Gewoon een uitlegtje, *maar ik weet niet of dit juist is.*

Hoe kijken de docenten naar de examens? Ik bedoel, de docenten zullen de examens ''beoordelen'', dus in mijn hoofd zou ik dit dan zeggen: ''de docenten aanschouwen de examens", want de docenten zullen de examens beoordelen als Peterg zei.


----------



## eno2

ThomasK said:


> Vergeet "aanschouwen"*



Had ik ook al ingetikt, "vergeet aanschouwen en werk met 'bekijken'"   maar terug verwijderd.   . Het gebruik van 'aanschouwen is eerder idiomatisch en dat is voor gevorderden.

'Beschouwen' is natuurlijk nóg een andere betekenis van 'aanschouwen'.


Alisson Pereira said:


> Dus Kan ik aanschouwen in beschouwen veranderen?

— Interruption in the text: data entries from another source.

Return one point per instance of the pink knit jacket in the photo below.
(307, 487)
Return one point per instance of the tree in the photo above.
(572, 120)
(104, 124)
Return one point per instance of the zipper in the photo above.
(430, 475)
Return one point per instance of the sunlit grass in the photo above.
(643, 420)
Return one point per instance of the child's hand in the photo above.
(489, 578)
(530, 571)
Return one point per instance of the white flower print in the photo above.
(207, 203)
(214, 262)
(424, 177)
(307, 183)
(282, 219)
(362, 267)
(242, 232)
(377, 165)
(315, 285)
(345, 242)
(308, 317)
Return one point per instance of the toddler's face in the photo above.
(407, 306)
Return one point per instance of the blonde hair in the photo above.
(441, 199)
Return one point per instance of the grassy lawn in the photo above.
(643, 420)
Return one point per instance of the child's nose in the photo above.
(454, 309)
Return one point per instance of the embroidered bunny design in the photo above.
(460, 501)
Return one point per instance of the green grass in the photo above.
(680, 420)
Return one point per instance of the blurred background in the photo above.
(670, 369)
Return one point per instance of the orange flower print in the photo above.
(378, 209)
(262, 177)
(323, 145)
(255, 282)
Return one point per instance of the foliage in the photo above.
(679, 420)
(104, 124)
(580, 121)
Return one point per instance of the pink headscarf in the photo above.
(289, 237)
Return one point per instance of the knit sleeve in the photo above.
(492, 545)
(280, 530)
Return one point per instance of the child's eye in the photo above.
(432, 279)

  Nee. Alleen in de betekenis van 'tegenaan kijken', 'erover denken als.'  Bv: Ik aanschouw/beschouw dat *als v*erkeerd., *als* een belediging...

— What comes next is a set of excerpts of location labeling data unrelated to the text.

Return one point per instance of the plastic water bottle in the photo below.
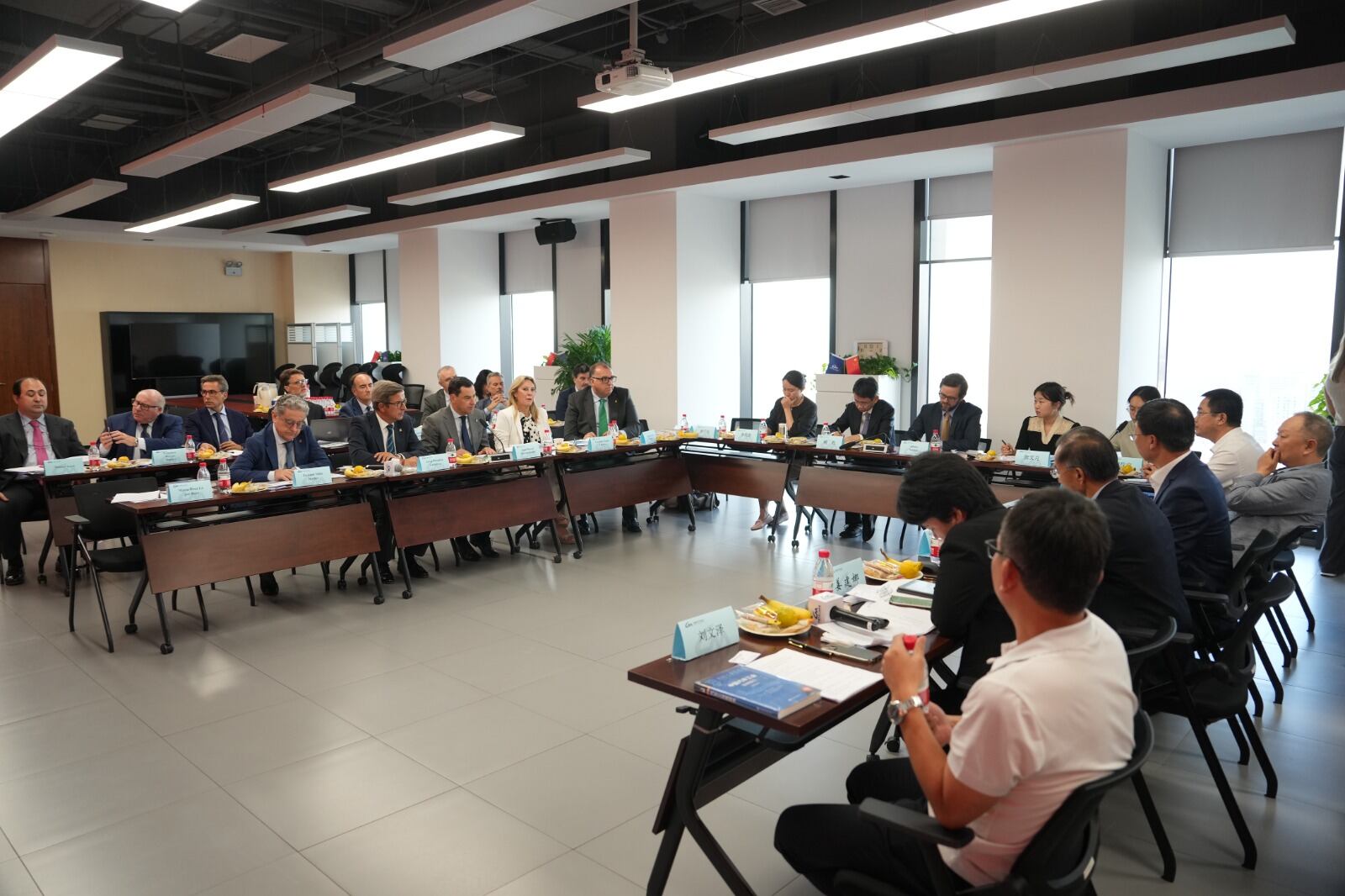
(824, 576)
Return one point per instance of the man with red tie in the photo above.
(29, 437)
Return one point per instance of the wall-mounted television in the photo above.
(172, 351)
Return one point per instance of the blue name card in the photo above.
(1032, 458)
(62, 466)
(187, 490)
(703, 635)
(168, 456)
(847, 575)
(526, 451)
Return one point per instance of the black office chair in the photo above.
(1059, 862)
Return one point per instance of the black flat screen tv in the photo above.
(172, 351)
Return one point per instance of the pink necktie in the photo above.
(40, 447)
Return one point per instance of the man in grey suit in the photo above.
(468, 428)
(1284, 499)
(439, 400)
(27, 439)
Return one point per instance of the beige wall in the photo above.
(89, 277)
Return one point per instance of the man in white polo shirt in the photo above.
(1055, 712)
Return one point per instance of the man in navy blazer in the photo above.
(1188, 494)
(141, 430)
(217, 425)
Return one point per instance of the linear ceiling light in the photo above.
(437, 147)
(205, 210)
(1204, 46)
(560, 168)
(335, 213)
(490, 27)
(77, 197)
(834, 46)
(57, 67)
(269, 119)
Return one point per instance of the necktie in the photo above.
(40, 444)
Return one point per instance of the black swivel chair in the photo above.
(1059, 862)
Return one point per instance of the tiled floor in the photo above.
(482, 739)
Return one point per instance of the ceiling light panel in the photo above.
(1194, 49)
(836, 46)
(490, 27)
(77, 197)
(520, 177)
(205, 210)
(54, 71)
(266, 120)
(483, 134)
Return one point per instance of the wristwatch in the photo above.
(898, 709)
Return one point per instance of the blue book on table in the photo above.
(759, 692)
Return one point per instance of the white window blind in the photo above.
(1257, 195)
(959, 197)
(528, 266)
(790, 237)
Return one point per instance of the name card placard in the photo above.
(432, 463)
(306, 477)
(847, 575)
(62, 466)
(525, 451)
(187, 490)
(1032, 458)
(705, 634)
(168, 456)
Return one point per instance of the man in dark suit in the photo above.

docenten aanschouwen de examens",  Nee. Ze kunnen de examens wel aanschouwen/beschouwen *als iets*. bijvoorbeeld als een hoge stress periode met overwerk.

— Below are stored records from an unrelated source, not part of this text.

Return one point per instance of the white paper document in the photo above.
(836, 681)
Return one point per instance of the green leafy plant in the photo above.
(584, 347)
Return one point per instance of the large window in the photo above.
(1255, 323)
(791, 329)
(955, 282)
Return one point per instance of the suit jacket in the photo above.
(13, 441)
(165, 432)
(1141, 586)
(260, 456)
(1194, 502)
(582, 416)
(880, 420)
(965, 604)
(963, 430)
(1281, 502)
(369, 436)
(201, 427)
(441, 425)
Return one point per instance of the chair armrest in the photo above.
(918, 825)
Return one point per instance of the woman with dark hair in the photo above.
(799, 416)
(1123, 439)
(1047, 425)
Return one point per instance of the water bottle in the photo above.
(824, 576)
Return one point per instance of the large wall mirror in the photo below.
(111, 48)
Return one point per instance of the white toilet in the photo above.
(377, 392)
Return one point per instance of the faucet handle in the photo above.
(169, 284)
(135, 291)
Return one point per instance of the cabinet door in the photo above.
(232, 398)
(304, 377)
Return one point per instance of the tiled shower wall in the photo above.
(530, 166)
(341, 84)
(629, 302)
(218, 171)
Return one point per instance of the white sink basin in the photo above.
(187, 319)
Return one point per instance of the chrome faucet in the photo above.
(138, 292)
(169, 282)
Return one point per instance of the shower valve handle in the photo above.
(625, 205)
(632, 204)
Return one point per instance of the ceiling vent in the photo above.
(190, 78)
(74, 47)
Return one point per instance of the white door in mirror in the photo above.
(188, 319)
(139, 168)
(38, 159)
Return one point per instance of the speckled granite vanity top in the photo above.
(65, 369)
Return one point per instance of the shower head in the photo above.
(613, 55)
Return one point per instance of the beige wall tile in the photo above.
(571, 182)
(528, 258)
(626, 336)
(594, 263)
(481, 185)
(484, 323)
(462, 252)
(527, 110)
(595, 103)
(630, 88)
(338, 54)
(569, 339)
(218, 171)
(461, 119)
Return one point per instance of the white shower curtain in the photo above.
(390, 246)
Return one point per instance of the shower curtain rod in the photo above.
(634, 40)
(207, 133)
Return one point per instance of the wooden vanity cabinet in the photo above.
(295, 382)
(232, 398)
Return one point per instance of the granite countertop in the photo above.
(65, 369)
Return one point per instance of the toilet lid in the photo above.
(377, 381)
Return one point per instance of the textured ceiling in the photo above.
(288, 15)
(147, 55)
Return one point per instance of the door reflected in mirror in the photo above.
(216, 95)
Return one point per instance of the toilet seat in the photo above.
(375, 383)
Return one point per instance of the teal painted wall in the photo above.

Je kan beter 'aanschouwen'  vergeten zeggen we nu al met twee.


----------



## Peterdg

Alisson Pereira said:


> Dus Kan ik aanschouwen in beschouwen veranderen?


Nee! (Thomas, what did you do????  )


Alisson Pereira said:


> Hoe kijken de docenten naar de examens? Ik bedoel, de docenten zullen de examens ''beoordelen'', dus in mijn hoofd zou ik dit dan zeggen: ''de docenten aanschouwen de examens", want de docenten zullen de examens beoordelen als Peterg zei.


Ja en nee. "Nee" in de zin dat het niet is wat je denkt. Als de docent the examens aanschouwt, dan zou dat kunnen betekenen dat hij er ontdaan/verbouwereerd naar kijkt en denkt: oh nee toch, wat een ramp.

Ik ben het eens met Eno en Thomas: vergeet "aanschouwen".

It is rocket science: you need a very thorough knowledge of the language already to be able to feel when you can and when you cannot use it. We could go over thousands of situations where you can and where you cannot use "aanschouwen" but that is not the role of this forum. We can however help in specific cases.


----------



## Alisson Pereira

Kijk!!


----------



## eno2

I dedicated a post to this (#4) and it turns out that  'Hij aanschouwt de jurk'' gets
used as I supposed, as a descriptive subtitle  and not as someone who  really speaks/says it.  That's not spoken language...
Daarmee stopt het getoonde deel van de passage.